From now on, call me Court-e-nay Lam-bo.
22 March 2010
The Glamorous "Life" on the Discovery Channel
There was a Fergie song a few years back called "Glamorous" in which she spells the word glamorous and the refers to it as "the flossy". Perhaps this is her Gramma's friend Flossy, a hip elderly lady who wears bangles and bedazzled pants suits? Alas, no; flossy means "flashy, showy", as the Urban Dictionary will tell anyone who asks.
So Fergie tells us that her life appears flossy, but that she still eats at Taco Bell. She's a regular person with a seemingly glamorous job.
I watched two hours of the "Life" series on the Discovery Channel last night, and it made life in the wild seem extremely flossy. It was one stunning beauty shot after another of reptiles with Stretch Armstrong tongues, a female ostrich running (unsuccessfully) for her life, tiny frogs hurtling down cliffs, and fish, basilisks and Western Grebes dancing on water (not together, though they'd make a great inter-species dance company; probably get a lot of grants with that angle).
Anyone who's ever gone camping or walked within two hundred feet of a standing body of water swarming with mosquitoes can tell you that life is not flossy. "Life" is, but life isn't. It smells. It's dirty. It eats at Taco Bell. Anywhere there have been people -- and if you are there and if camera crews are there, then there have been other people there -- there are people-remnants, plastic wrappers or bits of toilet paper or initials inked on rocks or rock cairns or (and especially) footprints. To take pictures of the wild, you might have to frame out your Aunt Flossy (she booked the Alaska trip with you, of course; she collects pictures of wildlife and flirts with the young guides).

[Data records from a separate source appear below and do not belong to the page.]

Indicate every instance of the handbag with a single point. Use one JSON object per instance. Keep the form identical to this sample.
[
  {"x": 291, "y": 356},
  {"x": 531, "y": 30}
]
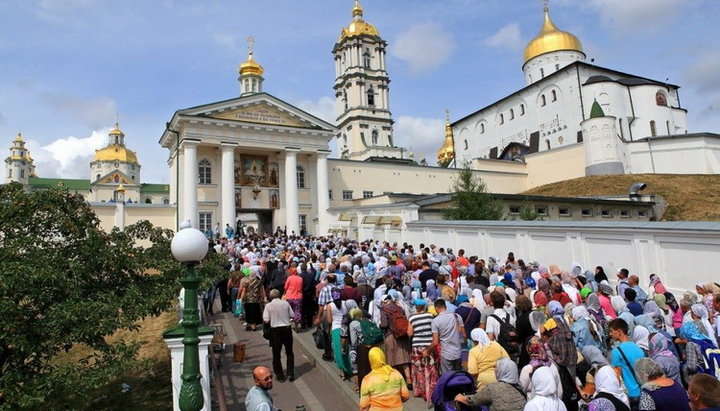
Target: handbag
[{"x": 319, "y": 337}]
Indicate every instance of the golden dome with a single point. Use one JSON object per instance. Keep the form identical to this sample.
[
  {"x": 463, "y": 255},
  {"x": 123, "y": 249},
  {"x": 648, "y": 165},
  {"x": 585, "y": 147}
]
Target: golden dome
[
  {"x": 358, "y": 26},
  {"x": 446, "y": 154},
  {"x": 116, "y": 131},
  {"x": 115, "y": 152},
  {"x": 551, "y": 39}
]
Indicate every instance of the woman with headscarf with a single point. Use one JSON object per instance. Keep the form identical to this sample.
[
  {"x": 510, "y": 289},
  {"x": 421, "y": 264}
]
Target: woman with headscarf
[
  {"x": 641, "y": 336},
  {"x": 585, "y": 330},
  {"x": 594, "y": 359},
  {"x": 397, "y": 348},
  {"x": 524, "y": 328},
  {"x": 542, "y": 296},
  {"x": 660, "y": 352},
  {"x": 696, "y": 343},
  {"x": 604, "y": 298},
  {"x": 335, "y": 311},
  {"x": 677, "y": 314},
  {"x": 700, "y": 312},
  {"x": 545, "y": 392},
  {"x": 539, "y": 358},
  {"x": 384, "y": 387},
  {"x": 503, "y": 395},
  {"x": 658, "y": 391},
  {"x": 609, "y": 393},
  {"x": 483, "y": 357},
  {"x": 432, "y": 292},
  {"x": 656, "y": 286}
]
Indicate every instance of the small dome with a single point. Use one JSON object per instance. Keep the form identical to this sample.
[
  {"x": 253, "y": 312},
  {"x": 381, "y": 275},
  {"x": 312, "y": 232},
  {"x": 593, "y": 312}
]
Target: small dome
[
  {"x": 115, "y": 152},
  {"x": 116, "y": 131},
  {"x": 250, "y": 66},
  {"x": 358, "y": 26},
  {"x": 551, "y": 39}
]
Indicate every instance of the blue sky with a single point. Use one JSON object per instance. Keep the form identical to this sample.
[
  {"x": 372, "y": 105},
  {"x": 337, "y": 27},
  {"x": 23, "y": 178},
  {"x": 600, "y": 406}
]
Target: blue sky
[{"x": 68, "y": 66}]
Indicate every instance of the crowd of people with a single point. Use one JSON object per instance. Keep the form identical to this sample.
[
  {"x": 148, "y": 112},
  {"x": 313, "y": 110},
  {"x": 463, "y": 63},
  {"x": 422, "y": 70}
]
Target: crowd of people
[{"x": 464, "y": 332}]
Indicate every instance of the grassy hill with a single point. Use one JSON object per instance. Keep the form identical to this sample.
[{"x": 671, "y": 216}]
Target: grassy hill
[{"x": 689, "y": 197}]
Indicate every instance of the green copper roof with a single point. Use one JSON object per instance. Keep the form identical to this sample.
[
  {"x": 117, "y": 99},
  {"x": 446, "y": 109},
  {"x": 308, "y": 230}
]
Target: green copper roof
[
  {"x": 596, "y": 110},
  {"x": 155, "y": 188},
  {"x": 61, "y": 183}
]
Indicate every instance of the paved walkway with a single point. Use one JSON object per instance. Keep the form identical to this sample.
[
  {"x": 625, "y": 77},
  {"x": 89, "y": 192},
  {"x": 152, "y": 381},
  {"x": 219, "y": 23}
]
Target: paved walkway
[{"x": 318, "y": 385}]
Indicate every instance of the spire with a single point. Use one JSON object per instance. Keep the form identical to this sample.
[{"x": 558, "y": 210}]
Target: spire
[{"x": 357, "y": 9}]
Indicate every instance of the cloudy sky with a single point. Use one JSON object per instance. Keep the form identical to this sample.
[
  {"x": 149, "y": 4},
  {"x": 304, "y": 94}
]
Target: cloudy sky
[{"x": 68, "y": 67}]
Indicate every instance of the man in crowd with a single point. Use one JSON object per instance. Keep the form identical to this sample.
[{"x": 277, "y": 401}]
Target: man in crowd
[
  {"x": 258, "y": 398},
  {"x": 277, "y": 316}
]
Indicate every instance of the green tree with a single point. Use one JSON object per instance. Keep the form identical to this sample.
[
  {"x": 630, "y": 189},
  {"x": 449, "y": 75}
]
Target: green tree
[
  {"x": 64, "y": 282},
  {"x": 470, "y": 199},
  {"x": 527, "y": 211}
]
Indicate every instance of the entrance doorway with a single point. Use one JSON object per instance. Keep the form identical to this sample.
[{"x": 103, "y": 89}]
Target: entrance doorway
[{"x": 256, "y": 220}]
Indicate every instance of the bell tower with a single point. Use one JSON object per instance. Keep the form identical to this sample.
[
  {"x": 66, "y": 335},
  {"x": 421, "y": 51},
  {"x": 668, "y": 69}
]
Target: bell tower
[{"x": 361, "y": 91}]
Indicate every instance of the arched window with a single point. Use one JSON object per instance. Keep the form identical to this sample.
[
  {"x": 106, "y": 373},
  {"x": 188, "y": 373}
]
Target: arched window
[
  {"x": 301, "y": 177},
  {"x": 204, "y": 172},
  {"x": 371, "y": 97},
  {"x": 660, "y": 99}
]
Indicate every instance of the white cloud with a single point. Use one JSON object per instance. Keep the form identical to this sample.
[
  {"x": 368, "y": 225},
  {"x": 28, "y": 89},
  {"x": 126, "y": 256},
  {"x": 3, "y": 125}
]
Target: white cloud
[
  {"x": 324, "y": 108},
  {"x": 94, "y": 113},
  {"x": 636, "y": 15},
  {"x": 507, "y": 37},
  {"x": 424, "y": 47},
  {"x": 422, "y": 136},
  {"x": 67, "y": 157},
  {"x": 703, "y": 73}
]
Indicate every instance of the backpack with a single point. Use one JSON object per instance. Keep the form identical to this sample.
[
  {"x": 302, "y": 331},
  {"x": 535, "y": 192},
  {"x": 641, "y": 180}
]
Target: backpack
[
  {"x": 508, "y": 337},
  {"x": 398, "y": 322},
  {"x": 371, "y": 333}
]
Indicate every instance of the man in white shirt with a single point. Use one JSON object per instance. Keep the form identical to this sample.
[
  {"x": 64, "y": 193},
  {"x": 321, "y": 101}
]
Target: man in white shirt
[
  {"x": 492, "y": 325},
  {"x": 277, "y": 316}
]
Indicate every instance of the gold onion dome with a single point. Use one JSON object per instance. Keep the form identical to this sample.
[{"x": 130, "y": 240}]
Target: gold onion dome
[
  {"x": 551, "y": 39},
  {"x": 250, "y": 66},
  {"x": 447, "y": 152},
  {"x": 358, "y": 26}
]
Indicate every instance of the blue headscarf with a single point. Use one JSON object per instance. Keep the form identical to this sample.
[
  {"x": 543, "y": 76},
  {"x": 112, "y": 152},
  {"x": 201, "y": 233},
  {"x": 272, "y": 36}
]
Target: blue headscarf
[
  {"x": 690, "y": 331},
  {"x": 555, "y": 309}
]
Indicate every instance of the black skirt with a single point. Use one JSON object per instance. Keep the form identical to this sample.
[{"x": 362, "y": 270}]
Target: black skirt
[{"x": 253, "y": 315}]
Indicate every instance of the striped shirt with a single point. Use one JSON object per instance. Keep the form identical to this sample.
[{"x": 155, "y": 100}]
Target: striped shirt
[{"x": 422, "y": 333}]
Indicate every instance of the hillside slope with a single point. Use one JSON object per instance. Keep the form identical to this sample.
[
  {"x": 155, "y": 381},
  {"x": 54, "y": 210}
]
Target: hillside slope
[{"x": 689, "y": 197}]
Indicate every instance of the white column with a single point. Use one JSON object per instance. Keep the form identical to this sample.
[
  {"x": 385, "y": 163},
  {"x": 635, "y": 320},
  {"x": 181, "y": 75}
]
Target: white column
[
  {"x": 291, "y": 201},
  {"x": 227, "y": 186},
  {"x": 190, "y": 181},
  {"x": 323, "y": 196}
]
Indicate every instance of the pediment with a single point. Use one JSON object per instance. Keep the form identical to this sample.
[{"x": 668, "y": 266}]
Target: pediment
[{"x": 260, "y": 108}]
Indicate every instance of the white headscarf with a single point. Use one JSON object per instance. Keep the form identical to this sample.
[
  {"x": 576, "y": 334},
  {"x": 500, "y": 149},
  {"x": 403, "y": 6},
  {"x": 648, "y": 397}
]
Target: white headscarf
[
  {"x": 480, "y": 336},
  {"x": 606, "y": 380},
  {"x": 545, "y": 392},
  {"x": 641, "y": 336},
  {"x": 701, "y": 311}
]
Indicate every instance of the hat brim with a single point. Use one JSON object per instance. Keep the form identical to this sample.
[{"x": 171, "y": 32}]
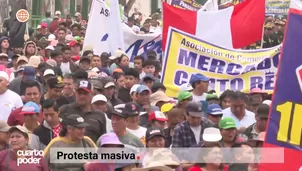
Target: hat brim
[{"x": 196, "y": 114}]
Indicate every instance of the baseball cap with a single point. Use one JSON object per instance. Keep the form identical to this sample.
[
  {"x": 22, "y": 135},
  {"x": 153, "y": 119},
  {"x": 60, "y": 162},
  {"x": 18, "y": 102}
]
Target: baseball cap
[
  {"x": 195, "y": 109},
  {"x": 19, "y": 128},
  {"x": 34, "y": 61},
  {"x": 75, "y": 120},
  {"x": 211, "y": 135},
  {"x": 214, "y": 109},
  {"x": 110, "y": 139},
  {"x": 227, "y": 123},
  {"x": 49, "y": 72},
  {"x": 85, "y": 85},
  {"x": 166, "y": 107},
  {"x": 3, "y": 55},
  {"x": 4, "y": 127},
  {"x": 148, "y": 76},
  {"x": 55, "y": 82},
  {"x": 183, "y": 95},
  {"x": 142, "y": 88},
  {"x": 134, "y": 88},
  {"x": 22, "y": 58},
  {"x": 198, "y": 77},
  {"x": 263, "y": 111},
  {"x": 44, "y": 24},
  {"x": 130, "y": 109},
  {"x": 29, "y": 72},
  {"x": 30, "y": 108},
  {"x": 4, "y": 75},
  {"x": 157, "y": 116},
  {"x": 185, "y": 87},
  {"x": 159, "y": 96},
  {"x": 154, "y": 131},
  {"x": 98, "y": 97}
]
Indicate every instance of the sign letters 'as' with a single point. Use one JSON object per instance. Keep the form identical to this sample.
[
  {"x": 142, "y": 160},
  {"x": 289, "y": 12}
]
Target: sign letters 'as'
[{"x": 105, "y": 12}]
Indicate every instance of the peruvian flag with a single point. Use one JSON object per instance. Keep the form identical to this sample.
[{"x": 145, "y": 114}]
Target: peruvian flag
[{"x": 233, "y": 27}]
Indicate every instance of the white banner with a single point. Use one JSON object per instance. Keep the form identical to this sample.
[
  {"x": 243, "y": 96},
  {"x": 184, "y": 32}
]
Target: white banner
[{"x": 103, "y": 38}]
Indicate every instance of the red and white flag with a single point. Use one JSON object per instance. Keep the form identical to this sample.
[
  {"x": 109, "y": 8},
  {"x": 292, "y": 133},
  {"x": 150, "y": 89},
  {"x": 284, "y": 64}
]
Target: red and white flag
[{"x": 233, "y": 27}]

"Life" makes everything clean and precise. It's fascinating and informative and I very much enjoyed it, but it's also a Glamour Shots version of these creatures. They're wearing too much lipstick and posing with tilted heads in front of a pastel background, which is to say that the lighting is always very bright, the shots are very sharp, and the narrative is very clear. Nothing is chaotic or frightening or dull or matter-of-fact. Animals running for their lives look picturesque. You cannot feel the terror and the bursts of cortisone and smell the dust and sense the hot breath. The animals are presented in extreme closeups and in slow-mo. Slow-mo makes everyone look cool. It's the cheapest shortcut to glamour; it makes Steve Buscemi look like Steve McQueen. The whole thing is like the Wild West as interpreted by Sergio Leone: beautiful, visually and aurally precise and striking, and utterly untrue to life.
Amidst all the Oprah-narrated HD beauty, the most striking bits of the show are the few minutes at the end of the program when you see the crew on site shooting these incredible images. This is one scene: a cluster of cameramen perched for weeks next to a dusty, muddy waterhole where a poisoned water buffalo is mercilessly harassed by a pack of taunting Komodo Dragons. The cameramen stalk both the buffalo and the dragons; they stand and move the camera when the dragons run off. They watch the water buffalo get bitten by a Komodo Dragon, and they know what the buffalo does not; that he's been fatally poisoned and will linger for weeks. They settle down next to the Komodo dragons to watch him weaken and die.